Il est bon de savoir que les collèges gérés par MEDCO sont des établissements privés et sont donc contrôlés par la Private secondary School Authority. Des officiers de cet organisme de contrôle ont à maintes reprises évoqué une « situation catastrophique et explosive » à MEDCO en raison du nombre considérable d’employés (personnel enseignant et non enseignant) alors que l’institution n’a que trois collèges (hormis l’école à Agalega avec des caractéristiques particulières et qui offre des cours jusqu’à la Form III)
La députée Lysie Ribot avait posé une question sur le nombre de recteurs et assistants recteurs employés par MEDCO et leur “weekly workload”. Les informations communiquées par le ministre de l’Éducation concernent 14 recteurs qui sont passés sous la tutelle de MEDCO et sont comme suit : « Out of the 14 rectors who have been transferred to MEDCO and redeployed to secondary schools, six are performing teaching duties in a number of colleges. Seven of the remaining rectors are providing administrative support and one has been assigned duties of rector duties ».

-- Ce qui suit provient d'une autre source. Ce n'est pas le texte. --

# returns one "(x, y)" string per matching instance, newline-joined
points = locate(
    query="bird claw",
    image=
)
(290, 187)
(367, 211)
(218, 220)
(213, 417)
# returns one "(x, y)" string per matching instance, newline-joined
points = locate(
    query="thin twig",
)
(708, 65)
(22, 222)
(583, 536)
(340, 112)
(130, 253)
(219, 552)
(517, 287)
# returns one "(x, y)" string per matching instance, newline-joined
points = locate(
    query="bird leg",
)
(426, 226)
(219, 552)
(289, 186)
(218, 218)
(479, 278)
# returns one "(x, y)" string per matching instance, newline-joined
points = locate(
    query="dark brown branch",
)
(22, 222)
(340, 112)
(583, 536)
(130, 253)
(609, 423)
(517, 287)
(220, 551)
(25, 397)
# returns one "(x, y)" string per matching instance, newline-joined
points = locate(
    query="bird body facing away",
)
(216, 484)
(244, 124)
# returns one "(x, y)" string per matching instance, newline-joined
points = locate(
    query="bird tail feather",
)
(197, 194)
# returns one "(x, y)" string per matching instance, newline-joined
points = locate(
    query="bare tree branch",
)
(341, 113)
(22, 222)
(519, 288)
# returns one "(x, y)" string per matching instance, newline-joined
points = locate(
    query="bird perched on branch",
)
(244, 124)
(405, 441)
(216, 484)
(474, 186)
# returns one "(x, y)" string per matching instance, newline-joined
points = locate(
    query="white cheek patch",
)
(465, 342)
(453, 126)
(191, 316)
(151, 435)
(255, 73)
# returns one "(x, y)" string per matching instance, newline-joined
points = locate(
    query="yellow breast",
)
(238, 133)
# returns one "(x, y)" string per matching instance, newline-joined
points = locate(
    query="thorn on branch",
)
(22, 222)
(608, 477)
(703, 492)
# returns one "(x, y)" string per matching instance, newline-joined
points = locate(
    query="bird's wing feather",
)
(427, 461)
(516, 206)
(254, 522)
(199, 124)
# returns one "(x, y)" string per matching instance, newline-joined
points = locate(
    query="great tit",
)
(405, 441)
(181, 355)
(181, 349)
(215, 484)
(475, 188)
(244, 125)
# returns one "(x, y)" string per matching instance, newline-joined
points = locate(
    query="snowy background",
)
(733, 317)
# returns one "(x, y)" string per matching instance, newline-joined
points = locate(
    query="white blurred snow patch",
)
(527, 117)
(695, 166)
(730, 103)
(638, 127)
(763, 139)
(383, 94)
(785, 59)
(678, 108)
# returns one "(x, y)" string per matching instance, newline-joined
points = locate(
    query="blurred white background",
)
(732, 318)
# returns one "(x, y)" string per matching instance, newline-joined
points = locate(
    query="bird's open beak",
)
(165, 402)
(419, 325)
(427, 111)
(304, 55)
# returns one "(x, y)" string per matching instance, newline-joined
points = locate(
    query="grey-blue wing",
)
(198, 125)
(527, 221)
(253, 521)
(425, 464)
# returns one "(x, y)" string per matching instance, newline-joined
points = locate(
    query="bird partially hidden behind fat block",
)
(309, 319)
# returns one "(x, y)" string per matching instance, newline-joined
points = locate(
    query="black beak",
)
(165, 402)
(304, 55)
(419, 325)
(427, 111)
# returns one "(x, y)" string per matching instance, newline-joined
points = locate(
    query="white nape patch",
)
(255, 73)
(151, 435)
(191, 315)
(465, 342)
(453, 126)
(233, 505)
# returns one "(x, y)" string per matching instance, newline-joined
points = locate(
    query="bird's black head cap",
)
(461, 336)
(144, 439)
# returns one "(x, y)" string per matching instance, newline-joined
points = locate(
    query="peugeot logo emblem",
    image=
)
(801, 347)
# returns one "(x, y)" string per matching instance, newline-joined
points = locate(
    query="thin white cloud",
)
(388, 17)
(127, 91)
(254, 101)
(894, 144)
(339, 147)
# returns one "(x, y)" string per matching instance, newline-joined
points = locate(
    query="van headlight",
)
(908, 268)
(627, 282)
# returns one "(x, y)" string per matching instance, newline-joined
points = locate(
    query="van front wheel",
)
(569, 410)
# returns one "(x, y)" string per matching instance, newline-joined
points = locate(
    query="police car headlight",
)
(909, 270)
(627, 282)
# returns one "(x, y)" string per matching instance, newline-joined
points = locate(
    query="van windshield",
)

Le workload de ces recteurs de MEDCO donne lieu régulièrement à des commentaires parmi les officiers de la PSSA. « Qu’ils enseignent ou qu’ils se trouvent dans des bureaux pour des tâches administratives, leur workload n’est plus le même. Ils travaillent bien moins par rapport à ce qui est prescrit par le PRB pour les recteurs », affirment des officiers de cet organisme.
Les six recteurs qui enseignent se trouvent dans des collèges d’État mais sont toujours des employés des MEDCO. Selon les règlement du PRB, tout enseignant du secondaire doit avoir trente teaching periods par semaine. Or, un seul de ces recteurs de MEDCO qui enseigne a un “full teaching workload” tandis que le nombre de teaching periods pour les autres varie de 13 à 20. « Ce n’est pas correct parce qu’ils perçoivent les salaires de recteur sans compter les autres allowances et privilèges attachés à ce poste », dit un enseignant d’un collège d’État. Quelques enseignants et des chefs d’établissement du secondaire privé soulignent que la PSSA surveille le workload du personnel dans ce secteur et s’étonnent que l’autorité de Beau-Bassin reste silencieuse au sujet de celui de nombreux employés de MEDCO. « Il s’agit de l’argent des contribuables, pourquoi la PSSA ne fait pas respecter les règlements d’autant que ces personnes sont sur son payroll ? » lance avec colère un recteur d’un grand établissement privé.
Dans les milieux du ministère et à la PSSA on affirme que ces recteurs qui ont des tâches administratives « auraient un workload assez léger » comparativement aux responsabilités qu’ils avaient dans les collèges.
Les salaires de base d’un recteur varient de Rs 48 275 à Rs 69 575. Un grand nombre de ces recteurs de MEDCO auraient atteint leur top salary et de ce fait leur package mensuel atteindrait un montant de Rs 70 000 incluant la travelling allowance et d’autres privilèges auxquelles ils ont droit selon le PRB. Par ailleurs, le recteur de MEDCO Trinity suspendu au mois de mai pour une affaire de proposition de “travail payant” à quelques élèves perçoit un full salary en attendant de passer devant un comité disciplinaire qui doit être nommé par le ministère de l’Éducation.